Afterwards, it seemed to the girl as if she became conscious of many wants and defects in her surroundings, of which before Jeannie's visit she had been blissfully unaware. It was in those first few days, too, that Jack Corry's defection took place, and after his hurried call, Norah remembered, with acute pain, the glance he had cast at her comparatively countrified dress.
"He will compare Jeannie's surroundings with mine; her dainty silks and laces, her costly furs at hand when needed, with my simple stuffs and cottons; and my plain cloth jacket, which is in its third season, and which I have been taking such care of that it may last another! And Jeannie can be so charming that no one can withstand her. As a child she could do as she liked with me, even.

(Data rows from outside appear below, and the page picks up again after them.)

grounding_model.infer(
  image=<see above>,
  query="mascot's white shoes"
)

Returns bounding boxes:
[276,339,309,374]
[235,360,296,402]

Well, if it should be so, I only hope that she may not play with Jack's heart. I should be sorry for that; after all, I should like them both to be happy and true, if they care for each other."
Dear, unselfish Norah! A little sob followed this mental communing, for Jack Corry was the first who had stirred the depths of her pure, tender heart, and how could she help knowing that he had wooed her with everything but words? At their last meeting before Jeannie's return, these had seemed trembling on his lips; and now!
Norah's prophetic foreboding was speedily fulfilled. Jack Corry, as her young brothers said, was "for ever at Benvora, or riding or walking with Jeannie Bellew."
Her parents were evidently in favour of such companionship, and Mrs. Bellew especially smiled benignly on handsome Jack Corry, as he became daily more marked in his attentions to the girl. She had a talk with her husband on the subject, for, truth to say, Mr. Bellew was not at first altogether satisfied with the turn affairs had taken, and he said so.